When this extension is registered, the agent is instructed to use this tool to check for relevant background information before proceeding with complex tasks.

Memory Extraction Modes

The MemoryExtractionMode determines the lifecycle of memory creation:

Mode Description
INLINE Extraction happens during the primary model call using structured output. Nuance: This is the most efficient mode but is not supported in streaming mode. Sentinel AI will automatically force an out-of-band extraction if the agent is run in streaming mode.
OUT_OF_BAND Extraction happens as a separate, asynchronous model call after the primary response is generated. This ensures extraction works even with streaming.
DISABLED No new memories are extracted. Useful for read-only memory agents.

Storage Implementations

Sentinel AI requires an EmbeddingModel to generate vector representations of memories for semantic search.

File System Storage (sentinel-ai-filesystem)

Ideal for local development or small-scale applications. It stores memories as JSON files and vectors in a local directory.

final var storage = FileSystemAgentMemoryStorage.builder()
        .baseDir("./data/memory")
        .mapper(objectMapper)
        .embeddingModel(embeddingModel) // e.g., LocalEmbeddingModel or OpenAIEmbeddingModel
        .build();

Performance

FileSystemAgentMemoryStorage performs a linear scan and manual cosine similarity calculation for search. It is not intended for production use with thousands of memories.

Elasticsearch Storage (sentinel-ai-storage-es)

Recommended for production. Uses Elasticsearch's native KNN (k-nearest neighbors) search for efficient retrieval.

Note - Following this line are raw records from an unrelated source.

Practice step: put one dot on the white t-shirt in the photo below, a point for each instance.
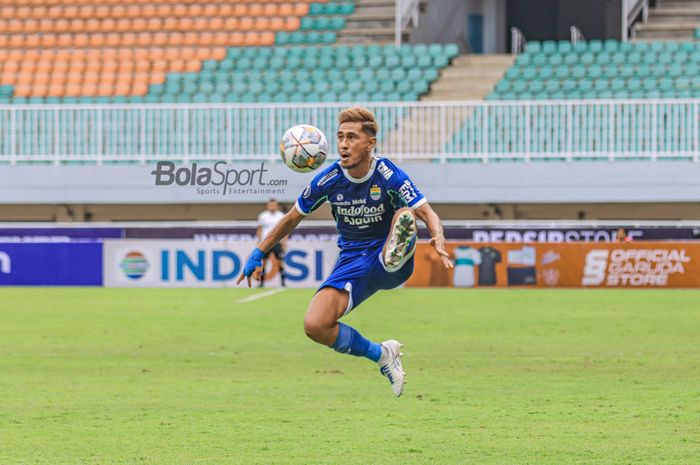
(465, 260)
(267, 220)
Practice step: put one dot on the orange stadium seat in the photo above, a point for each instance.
(117, 47)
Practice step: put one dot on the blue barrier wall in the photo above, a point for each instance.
(51, 264)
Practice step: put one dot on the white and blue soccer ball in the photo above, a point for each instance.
(304, 148)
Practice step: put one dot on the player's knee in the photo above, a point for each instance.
(316, 329)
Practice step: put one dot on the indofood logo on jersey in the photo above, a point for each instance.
(633, 267)
(361, 214)
(134, 265)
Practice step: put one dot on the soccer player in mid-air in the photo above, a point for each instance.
(374, 204)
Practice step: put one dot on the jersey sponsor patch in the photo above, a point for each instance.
(407, 191)
(327, 177)
(385, 170)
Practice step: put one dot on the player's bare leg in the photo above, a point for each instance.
(325, 309)
(321, 324)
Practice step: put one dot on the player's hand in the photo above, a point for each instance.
(253, 267)
(438, 243)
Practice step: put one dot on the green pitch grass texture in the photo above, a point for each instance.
(118, 376)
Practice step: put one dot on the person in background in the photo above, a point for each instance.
(267, 220)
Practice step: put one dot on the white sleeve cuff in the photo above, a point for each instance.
(419, 203)
(298, 207)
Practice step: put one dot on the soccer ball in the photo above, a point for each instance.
(303, 148)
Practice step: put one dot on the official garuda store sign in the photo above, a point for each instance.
(601, 265)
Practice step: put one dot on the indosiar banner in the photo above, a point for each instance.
(188, 263)
(601, 265)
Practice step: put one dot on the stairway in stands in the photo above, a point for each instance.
(469, 77)
(372, 22)
(670, 20)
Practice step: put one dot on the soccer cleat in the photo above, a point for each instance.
(401, 241)
(390, 365)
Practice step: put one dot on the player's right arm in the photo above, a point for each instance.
(315, 194)
(253, 266)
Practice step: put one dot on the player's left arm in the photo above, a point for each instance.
(437, 239)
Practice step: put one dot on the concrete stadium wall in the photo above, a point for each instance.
(595, 190)
(459, 183)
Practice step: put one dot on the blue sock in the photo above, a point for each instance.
(349, 341)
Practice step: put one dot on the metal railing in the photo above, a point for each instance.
(406, 11)
(517, 41)
(631, 9)
(441, 131)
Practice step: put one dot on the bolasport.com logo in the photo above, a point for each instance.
(221, 178)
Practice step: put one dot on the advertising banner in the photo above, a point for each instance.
(57, 234)
(603, 265)
(51, 264)
(472, 233)
(151, 263)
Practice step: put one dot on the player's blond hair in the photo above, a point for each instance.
(358, 114)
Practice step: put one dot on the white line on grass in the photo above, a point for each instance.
(260, 296)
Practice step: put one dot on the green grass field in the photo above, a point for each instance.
(116, 376)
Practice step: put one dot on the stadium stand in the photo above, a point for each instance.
(139, 52)
(597, 69)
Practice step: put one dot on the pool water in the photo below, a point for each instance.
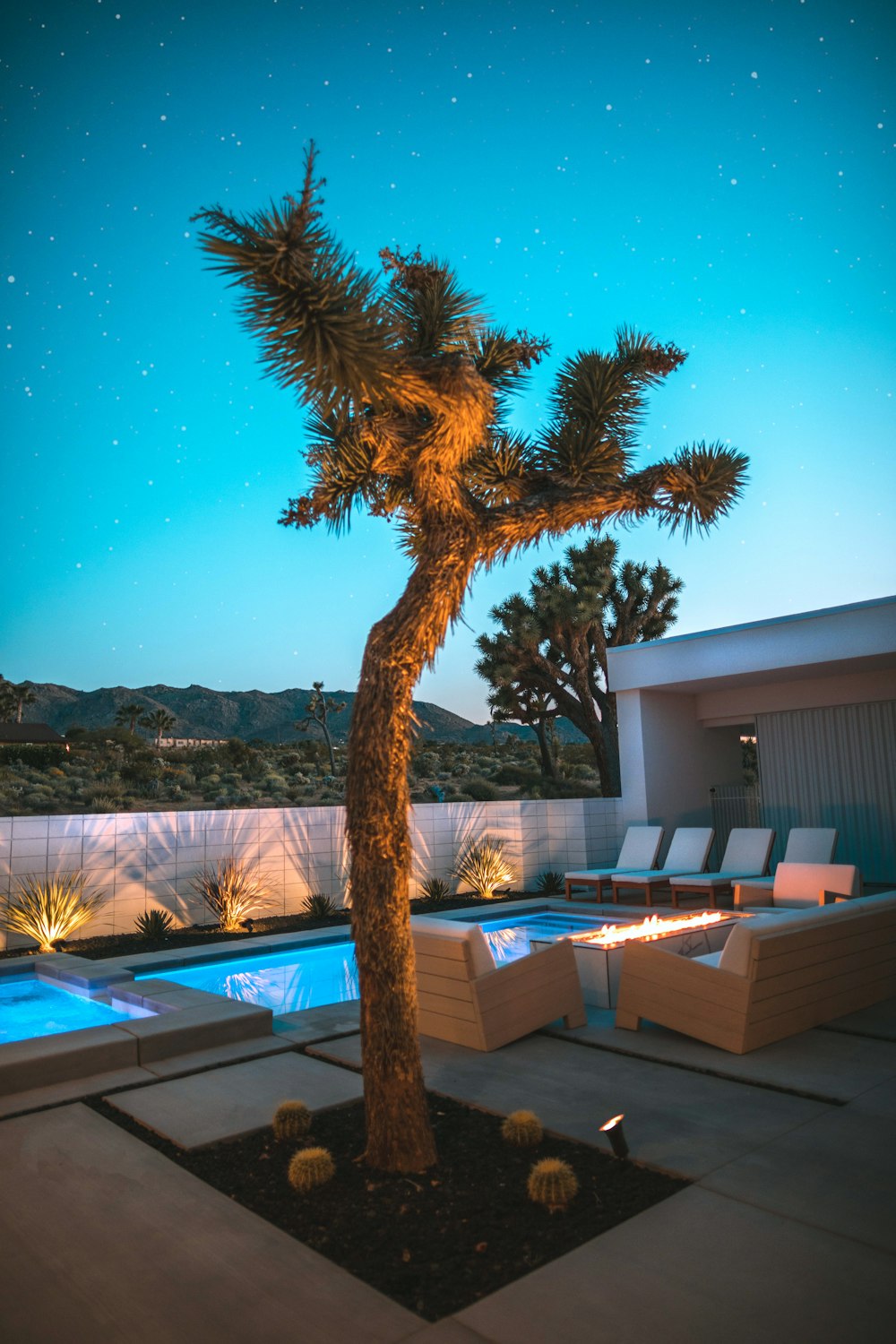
(327, 973)
(30, 1008)
(287, 981)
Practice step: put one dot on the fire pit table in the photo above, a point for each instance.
(598, 954)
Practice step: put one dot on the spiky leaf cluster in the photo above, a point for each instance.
(408, 386)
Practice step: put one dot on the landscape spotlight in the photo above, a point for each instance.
(616, 1133)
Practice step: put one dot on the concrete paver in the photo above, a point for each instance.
(236, 1101)
(676, 1120)
(857, 1193)
(818, 1064)
(105, 1238)
(697, 1269)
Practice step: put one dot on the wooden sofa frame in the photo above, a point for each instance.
(797, 978)
(490, 1010)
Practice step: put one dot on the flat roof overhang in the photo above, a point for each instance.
(860, 637)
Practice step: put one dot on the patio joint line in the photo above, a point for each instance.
(696, 1069)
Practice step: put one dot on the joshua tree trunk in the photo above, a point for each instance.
(400, 1136)
(548, 763)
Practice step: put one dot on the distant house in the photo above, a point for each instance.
(193, 742)
(30, 734)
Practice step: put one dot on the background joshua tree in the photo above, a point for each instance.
(408, 386)
(160, 722)
(129, 714)
(13, 699)
(554, 644)
(317, 711)
(513, 698)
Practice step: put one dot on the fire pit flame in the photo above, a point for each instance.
(654, 926)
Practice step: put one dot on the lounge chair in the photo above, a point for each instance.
(688, 854)
(775, 976)
(799, 884)
(640, 849)
(463, 997)
(745, 855)
(806, 844)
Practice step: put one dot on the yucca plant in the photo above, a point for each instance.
(320, 906)
(231, 892)
(435, 889)
(153, 925)
(50, 909)
(482, 866)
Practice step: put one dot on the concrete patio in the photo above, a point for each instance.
(788, 1231)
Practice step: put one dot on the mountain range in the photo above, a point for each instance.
(271, 717)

final var storage = ESAgentMemoryStorage.builder()
        .client(esClient)
        .embeddingModel(embeddingModel)
        .indexPrefix("prod") // Optional: prefixes the 'agent-memories' index
        .build();

Vector Dimensions

The Elasticsearch implementation automatically determines vector dimensions based on the provided EmbeddingModel during initial index creation. If you change your embedding model later, you may need to recreate the index to match the new dimension count.

Tips and Nuances

  • Reusability Scores: The LLM assigns a reusability score to each extracted memory. Use minRelevantReusabilityScore (e.g., 7) to prevent your store from being cluttered with session-specific trivia.
  • Memory Scopes:
    • AGENT: Shared knowledge (e.g., "Field 'X' in the database refers to User Salary").
    • ENTITY: User-specific (e.g., "User prefers dark mode").
  • Facts Injection: Memories are injected as Facts into the system prompt. This happens automatically based on the userId provided in AgentRequestMetadata.

Dangers and Risks

  • PII & Privacy: Since memories are stored persistently across sessions, be extremely careful about extracting Personal Identifiable Information (PII). You can use a AgentMessagesPreProcessor to mask data before it reaches the extraction task.
  • Hallucinations: The LLM might "remember" things that weren't explicitly stated or were misunderstood. Periodic auditing of the memory store is recommended.
  • Token Overhead: Retrieving too many memories (high count) can bloat your system prompt and increase costs/latency.
  • Embedding Costs: Every save and every search requires an embedding model call. If using remote models (like OpenAI), this adds to your per-request cost.